McGrain also mentioned concerns about affordability and availability in the housing market.
“That’s why this administration has supported affordable housing options at every opportunity,” he said. “Unfortunately, only one in five proposals we support for affordable housing get this approval from the state of Michigan. So, of course, we want affordable housing. We also want high-end housing. We need that mix to move on. move forward as a community.”
The average fair market rent in Lansing this year is $936 for a two-bedroom apartment — higher than last month’s median price of $791, according to a recent report by the Lansing State Journal.
More than half of the housing stock is owner-occupied, and the booming real estate market is putting additional economic pressure on rental properties as taxes and assessments rise.
The Lansing State Journal reported last month that rents have skyrocketed an average of 20% since 2017. That’s well above the rate of inflation currently hitting American wallets for items like groceries, household cleaning products, automobiles and more. Gasoline prices have also jumped dramatically since the invasion of Ukraine and subsequent restrictions on Russian oil imports.
The struggle to inspect and enforce rent compliance is an ongoing problem for city officials. In 2015, City Pulse uncovered a host of issues with the rental process in the city.

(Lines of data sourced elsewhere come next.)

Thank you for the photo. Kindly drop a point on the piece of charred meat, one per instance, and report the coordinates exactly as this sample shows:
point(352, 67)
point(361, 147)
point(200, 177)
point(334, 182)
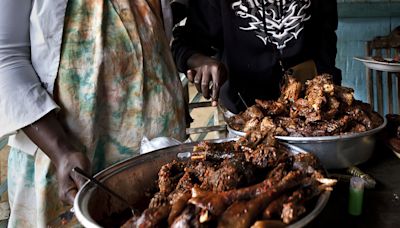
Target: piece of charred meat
point(290, 90)
point(272, 108)
point(231, 185)
point(319, 108)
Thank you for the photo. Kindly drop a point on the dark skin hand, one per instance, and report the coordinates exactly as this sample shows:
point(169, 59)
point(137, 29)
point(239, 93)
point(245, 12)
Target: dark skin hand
point(48, 134)
point(205, 70)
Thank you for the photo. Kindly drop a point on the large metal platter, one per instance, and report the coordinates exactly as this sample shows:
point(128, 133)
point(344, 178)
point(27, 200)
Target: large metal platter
point(334, 152)
point(134, 177)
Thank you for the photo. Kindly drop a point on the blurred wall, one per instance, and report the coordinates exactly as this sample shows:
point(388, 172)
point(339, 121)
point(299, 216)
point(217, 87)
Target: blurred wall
point(360, 21)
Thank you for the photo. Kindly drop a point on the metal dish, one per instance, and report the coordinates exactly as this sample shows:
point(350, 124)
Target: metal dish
point(133, 178)
point(341, 151)
point(334, 152)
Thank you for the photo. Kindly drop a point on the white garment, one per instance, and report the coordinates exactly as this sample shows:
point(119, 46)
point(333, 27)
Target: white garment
point(30, 44)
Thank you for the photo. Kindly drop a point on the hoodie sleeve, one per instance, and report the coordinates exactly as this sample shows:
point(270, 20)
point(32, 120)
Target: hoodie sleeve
point(325, 16)
point(202, 32)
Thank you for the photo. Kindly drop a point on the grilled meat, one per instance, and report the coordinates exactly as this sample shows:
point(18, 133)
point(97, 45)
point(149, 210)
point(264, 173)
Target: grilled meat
point(230, 184)
point(322, 109)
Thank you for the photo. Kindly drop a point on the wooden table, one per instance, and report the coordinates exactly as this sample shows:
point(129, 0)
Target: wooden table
point(381, 205)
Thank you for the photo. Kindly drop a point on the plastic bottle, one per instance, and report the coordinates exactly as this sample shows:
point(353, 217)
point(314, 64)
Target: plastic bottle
point(356, 194)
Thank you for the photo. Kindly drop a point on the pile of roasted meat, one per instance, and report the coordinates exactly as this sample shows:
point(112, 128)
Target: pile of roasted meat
point(252, 181)
point(318, 108)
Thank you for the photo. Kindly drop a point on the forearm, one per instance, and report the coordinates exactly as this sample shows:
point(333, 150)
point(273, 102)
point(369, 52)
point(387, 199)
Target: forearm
point(48, 134)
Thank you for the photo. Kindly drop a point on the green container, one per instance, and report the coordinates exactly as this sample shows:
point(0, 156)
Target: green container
point(356, 194)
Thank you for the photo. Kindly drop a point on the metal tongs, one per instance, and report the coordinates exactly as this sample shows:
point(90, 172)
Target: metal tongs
point(105, 188)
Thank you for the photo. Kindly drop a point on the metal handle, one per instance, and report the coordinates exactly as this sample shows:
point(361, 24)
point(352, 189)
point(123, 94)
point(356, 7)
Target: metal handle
point(102, 186)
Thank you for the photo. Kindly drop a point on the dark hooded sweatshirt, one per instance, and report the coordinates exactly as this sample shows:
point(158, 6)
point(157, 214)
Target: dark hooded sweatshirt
point(252, 37)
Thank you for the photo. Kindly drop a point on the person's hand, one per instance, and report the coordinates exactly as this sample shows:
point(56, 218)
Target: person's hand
point(48, 134)
point(70, 182)
point(208, 73)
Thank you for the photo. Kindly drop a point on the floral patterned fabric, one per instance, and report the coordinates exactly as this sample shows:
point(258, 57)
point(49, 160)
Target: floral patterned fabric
point(116, 83)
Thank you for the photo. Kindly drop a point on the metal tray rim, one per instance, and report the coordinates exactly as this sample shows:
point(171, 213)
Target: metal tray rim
point(125, 164)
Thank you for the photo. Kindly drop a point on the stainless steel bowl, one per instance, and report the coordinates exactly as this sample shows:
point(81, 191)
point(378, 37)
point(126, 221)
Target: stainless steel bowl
point(134, 177)
point(340, 151)
point(334, 152)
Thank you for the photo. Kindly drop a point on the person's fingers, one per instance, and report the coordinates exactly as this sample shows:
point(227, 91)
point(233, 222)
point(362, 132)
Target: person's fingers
point(70, 195)
point(67, 191)
point(205, 84)
point(218, 78)
point(197, 80)
point(79, 181)
point(190, 75)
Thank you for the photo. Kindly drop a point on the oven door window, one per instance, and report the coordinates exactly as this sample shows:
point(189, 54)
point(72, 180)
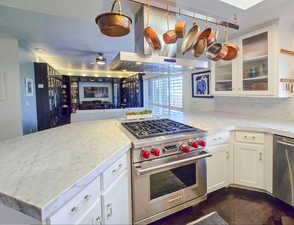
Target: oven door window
point(173, 180)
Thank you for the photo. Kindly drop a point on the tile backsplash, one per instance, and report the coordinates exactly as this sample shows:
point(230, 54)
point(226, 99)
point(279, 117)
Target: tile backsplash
point(276, 108)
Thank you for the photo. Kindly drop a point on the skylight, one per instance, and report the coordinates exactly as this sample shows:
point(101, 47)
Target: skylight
point(242, 4)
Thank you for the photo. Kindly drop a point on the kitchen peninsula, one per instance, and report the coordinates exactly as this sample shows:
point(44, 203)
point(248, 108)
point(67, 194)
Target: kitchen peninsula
point(69, 158)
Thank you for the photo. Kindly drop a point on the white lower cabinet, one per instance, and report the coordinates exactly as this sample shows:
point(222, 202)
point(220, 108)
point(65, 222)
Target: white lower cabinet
point(115, 202)
point(249, 165)
point(219, 167)
point(104, 201)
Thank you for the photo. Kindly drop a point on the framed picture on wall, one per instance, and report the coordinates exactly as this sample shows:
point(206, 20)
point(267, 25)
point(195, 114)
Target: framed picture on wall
point(201, 85)
point(29, 87)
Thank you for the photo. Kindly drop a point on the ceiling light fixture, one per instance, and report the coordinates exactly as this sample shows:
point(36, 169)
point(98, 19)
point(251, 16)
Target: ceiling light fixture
point(100, 60)
point(243, 4)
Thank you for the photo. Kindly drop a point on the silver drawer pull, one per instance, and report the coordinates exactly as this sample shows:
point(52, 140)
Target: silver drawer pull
point(87, 197)
point(74, 210)
point(119, 166)
point(175, 199)
point(98, 221)
point(109, 210)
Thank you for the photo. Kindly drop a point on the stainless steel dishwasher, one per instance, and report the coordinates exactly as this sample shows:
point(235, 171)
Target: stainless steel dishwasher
point(283, 180)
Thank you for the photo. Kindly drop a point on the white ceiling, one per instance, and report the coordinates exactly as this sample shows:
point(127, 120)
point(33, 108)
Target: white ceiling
point(67, 31)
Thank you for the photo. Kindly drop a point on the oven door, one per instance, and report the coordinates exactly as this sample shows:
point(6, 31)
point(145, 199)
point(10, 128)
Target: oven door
point(162, 184)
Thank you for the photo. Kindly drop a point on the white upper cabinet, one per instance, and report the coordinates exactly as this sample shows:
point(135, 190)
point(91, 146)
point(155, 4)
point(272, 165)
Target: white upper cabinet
point(257, 70)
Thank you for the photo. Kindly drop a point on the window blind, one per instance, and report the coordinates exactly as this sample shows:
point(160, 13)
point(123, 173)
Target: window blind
point(165, 91)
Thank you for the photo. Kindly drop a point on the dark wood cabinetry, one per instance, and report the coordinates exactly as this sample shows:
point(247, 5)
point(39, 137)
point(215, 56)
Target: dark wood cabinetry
point(52, 96)
point(132, 91)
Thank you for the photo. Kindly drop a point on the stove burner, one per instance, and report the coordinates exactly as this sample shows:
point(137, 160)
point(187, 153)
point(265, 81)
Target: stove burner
point(159, 127)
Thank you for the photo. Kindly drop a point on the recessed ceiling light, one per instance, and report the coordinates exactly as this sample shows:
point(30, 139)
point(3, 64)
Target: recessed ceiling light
point(243, 4)
point(40, 49)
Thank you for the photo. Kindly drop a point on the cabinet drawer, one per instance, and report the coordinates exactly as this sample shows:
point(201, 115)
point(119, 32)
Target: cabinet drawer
point(113, 172)
point(250, 137)
point(78, 206)
point(92, 216)
point(218, 139)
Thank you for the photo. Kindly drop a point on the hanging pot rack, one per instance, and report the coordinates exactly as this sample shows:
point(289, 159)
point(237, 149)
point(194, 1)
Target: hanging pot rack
point(198, 16)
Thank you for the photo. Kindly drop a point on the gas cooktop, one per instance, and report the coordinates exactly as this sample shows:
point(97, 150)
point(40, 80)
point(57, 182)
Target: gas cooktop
point(157, 127)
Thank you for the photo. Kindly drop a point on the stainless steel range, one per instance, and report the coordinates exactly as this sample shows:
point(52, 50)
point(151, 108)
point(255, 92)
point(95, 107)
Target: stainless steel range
point(168, 168)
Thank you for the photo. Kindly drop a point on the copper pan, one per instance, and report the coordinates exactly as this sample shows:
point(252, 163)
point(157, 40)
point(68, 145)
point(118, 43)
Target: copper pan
point(209, 35)
point(152, 38)
point(190, 39)
point(200, 47)
point(233, 51)
point(217, 51)
point(180, 27)
point(150, 34)
point(114, 24)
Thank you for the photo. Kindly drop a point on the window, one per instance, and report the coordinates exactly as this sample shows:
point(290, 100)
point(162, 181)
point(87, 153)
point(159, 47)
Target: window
point(165, 91)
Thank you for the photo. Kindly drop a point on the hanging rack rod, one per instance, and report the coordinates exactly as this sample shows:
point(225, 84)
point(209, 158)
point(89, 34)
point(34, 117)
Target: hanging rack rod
point(209, 19)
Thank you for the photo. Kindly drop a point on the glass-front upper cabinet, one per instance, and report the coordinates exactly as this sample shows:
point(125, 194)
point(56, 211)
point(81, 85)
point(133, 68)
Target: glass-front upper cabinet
point(255, 58)
point(223, 76)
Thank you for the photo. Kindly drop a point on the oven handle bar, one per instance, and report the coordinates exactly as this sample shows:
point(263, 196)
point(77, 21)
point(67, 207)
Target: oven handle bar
point(150, 169)
point(285, 143)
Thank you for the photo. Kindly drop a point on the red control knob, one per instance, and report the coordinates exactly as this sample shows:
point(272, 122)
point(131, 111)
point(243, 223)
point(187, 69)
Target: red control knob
point(194, 144)
point(155, 152)
point(145, 154)
point(185, 148)
point(202, 143)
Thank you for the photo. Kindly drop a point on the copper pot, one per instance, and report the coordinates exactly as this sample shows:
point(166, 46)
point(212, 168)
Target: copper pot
point(180, 28)
point(114, 24)
point(190, 39)
point(200, 47)
point(170, 37)
point(233, 51)
point(152, 38)
point(209, 35)
point(217, 51)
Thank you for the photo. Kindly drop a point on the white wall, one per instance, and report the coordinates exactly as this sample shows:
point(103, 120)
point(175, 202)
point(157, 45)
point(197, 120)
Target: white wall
point(10, 108)
point(94, 84)
point(29, 106)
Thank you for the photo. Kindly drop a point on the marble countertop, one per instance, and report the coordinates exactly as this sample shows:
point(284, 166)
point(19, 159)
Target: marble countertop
point(39, 173)
point(42, 171)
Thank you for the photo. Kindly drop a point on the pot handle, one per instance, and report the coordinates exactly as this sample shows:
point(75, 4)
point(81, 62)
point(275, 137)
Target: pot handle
point(114, 4)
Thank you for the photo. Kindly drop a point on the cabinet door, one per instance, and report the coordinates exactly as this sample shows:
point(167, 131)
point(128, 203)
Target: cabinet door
point(224, 77)
point(249, 165)
point(116, 202)
point(219, 167)
point(255, 71)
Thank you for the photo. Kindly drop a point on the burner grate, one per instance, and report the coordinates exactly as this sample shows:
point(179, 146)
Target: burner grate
point(159, 127)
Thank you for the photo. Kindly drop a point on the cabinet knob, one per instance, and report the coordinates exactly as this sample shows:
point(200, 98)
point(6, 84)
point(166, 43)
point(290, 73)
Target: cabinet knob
point(109, 210)
point(87, 197)
point(98, 221)
point(74, 210)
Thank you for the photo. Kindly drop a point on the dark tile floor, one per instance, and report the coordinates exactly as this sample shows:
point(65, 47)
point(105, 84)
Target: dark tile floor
point(237, 207)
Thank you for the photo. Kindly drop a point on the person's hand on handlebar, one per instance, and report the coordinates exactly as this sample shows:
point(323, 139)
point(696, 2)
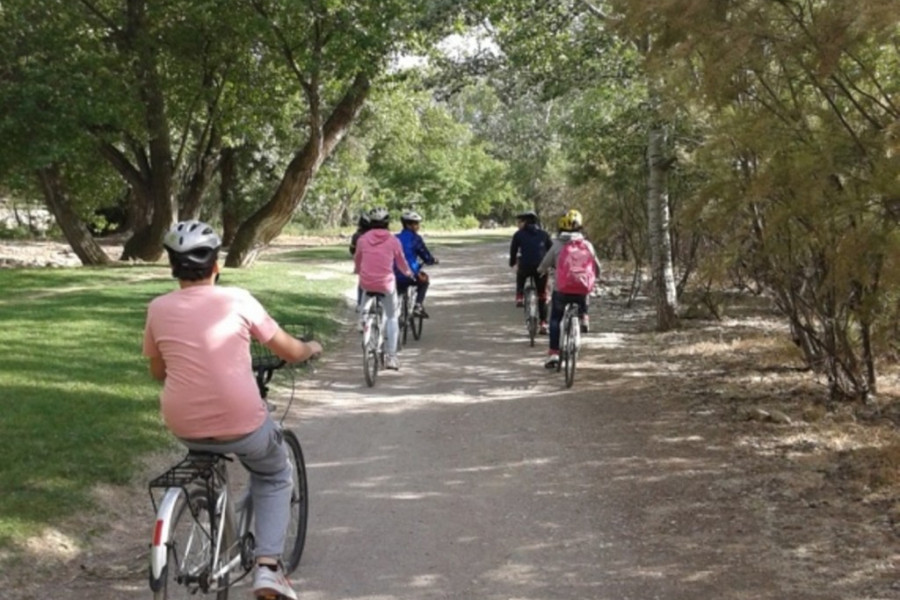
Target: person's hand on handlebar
point(292, 349)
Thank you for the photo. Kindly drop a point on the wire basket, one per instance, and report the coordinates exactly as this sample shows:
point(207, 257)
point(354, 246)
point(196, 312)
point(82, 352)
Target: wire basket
point(263, 358)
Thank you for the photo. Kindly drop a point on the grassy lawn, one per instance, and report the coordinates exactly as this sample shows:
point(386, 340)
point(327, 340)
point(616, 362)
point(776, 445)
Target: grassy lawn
point(78, 405)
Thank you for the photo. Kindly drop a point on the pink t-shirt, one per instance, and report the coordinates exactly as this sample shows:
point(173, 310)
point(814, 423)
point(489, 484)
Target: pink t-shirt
point(203, 335)
point(376, 252)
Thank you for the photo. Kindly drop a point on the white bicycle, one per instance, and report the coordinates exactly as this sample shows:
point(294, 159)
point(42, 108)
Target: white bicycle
point(203, 540)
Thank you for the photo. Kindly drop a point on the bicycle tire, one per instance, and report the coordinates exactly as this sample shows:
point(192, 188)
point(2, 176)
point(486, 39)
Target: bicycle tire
point(370, 355)
point(571, 350)
point(416, 322)
point(404, 319)
point(296, 532)
point(190, 550)
point(531, 318)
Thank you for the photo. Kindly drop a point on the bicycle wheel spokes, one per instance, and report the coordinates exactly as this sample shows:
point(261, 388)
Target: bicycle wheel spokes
point(190, 551)
point(416, 322)
point(531, 316)
point(572, 333)
point(370, 352)
point(296, 533)
point(405, 318)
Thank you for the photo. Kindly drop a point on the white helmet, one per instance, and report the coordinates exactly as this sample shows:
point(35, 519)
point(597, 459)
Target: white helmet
point(411, 216)
point(192, 244)
point(379, 214)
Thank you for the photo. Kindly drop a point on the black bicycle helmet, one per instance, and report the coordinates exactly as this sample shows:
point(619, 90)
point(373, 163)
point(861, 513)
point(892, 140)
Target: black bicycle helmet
point(410, 216)
point(193, 249)
point(529, 216)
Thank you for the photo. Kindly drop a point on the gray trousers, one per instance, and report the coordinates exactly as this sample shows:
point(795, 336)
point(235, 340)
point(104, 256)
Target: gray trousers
point(264, 455)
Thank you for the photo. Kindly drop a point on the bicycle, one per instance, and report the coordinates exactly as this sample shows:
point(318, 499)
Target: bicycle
point(203, 539)
point(373, 336)
point(409, 321)
point(569, 342)
point(531, 309)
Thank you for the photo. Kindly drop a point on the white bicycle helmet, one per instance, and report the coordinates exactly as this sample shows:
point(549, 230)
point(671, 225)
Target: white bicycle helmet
point(411, 216)
point(379, 214)
point(192, 245)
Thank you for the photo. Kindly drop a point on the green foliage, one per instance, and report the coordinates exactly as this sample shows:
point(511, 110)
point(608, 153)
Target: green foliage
point(79, 408)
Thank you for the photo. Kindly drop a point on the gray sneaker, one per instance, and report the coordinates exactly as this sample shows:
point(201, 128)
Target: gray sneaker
point(267, 582)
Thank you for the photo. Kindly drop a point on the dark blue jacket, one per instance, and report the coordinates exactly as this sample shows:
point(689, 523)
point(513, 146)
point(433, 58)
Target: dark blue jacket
point(415, 251)
point(528, 247)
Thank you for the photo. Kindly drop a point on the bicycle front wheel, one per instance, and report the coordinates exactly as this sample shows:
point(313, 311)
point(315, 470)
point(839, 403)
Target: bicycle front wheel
point(296, 532)
point(415, 323)
point(190, 551)
point(370, 356)
point(571, 350)
point(531, 319)
point(405, 319)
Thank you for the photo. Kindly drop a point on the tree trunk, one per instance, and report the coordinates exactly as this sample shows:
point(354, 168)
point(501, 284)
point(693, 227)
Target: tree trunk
point(73, 227)
point(660, 235)
point(155, 180)
point(228, 194)
point(267, 222)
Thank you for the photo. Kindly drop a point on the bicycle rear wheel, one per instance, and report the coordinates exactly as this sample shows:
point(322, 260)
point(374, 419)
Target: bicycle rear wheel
point(572, 332)
point(370, 354)
point(296, 532)
point(405, 318)
point(531, 317)
point(190, 549)
point(415, 323)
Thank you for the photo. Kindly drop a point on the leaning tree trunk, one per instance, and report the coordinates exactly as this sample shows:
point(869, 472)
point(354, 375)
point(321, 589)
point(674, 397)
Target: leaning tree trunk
point(660, 235)
point(267, 222)
point(73, 227)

Lansing Mayor Andy Schor’s administration has grappled with the issue since 2018. A fatal fire at Lansing Housing Commission’s LaRoy Froh townhouses that summer resulted in an aggressive inspection regiment on all committee properties.
Schor said he has offered to hire an additional code compliance inspector to increase rental inspections for the upcoming budget year. He said city officials are working to ensure Afghan refugees are welcomed into the community with safe housing.
“It has been a priority for Lansing to accept and resettle Afghan refugees,” Schor said. “We want the agencies doing this work to place them in safe and permanent housing, but understand that there are times when they need to temporarily put them in hotels until that housing can be found. ‘Together, we want to make sure they are cared for and loved by our community.’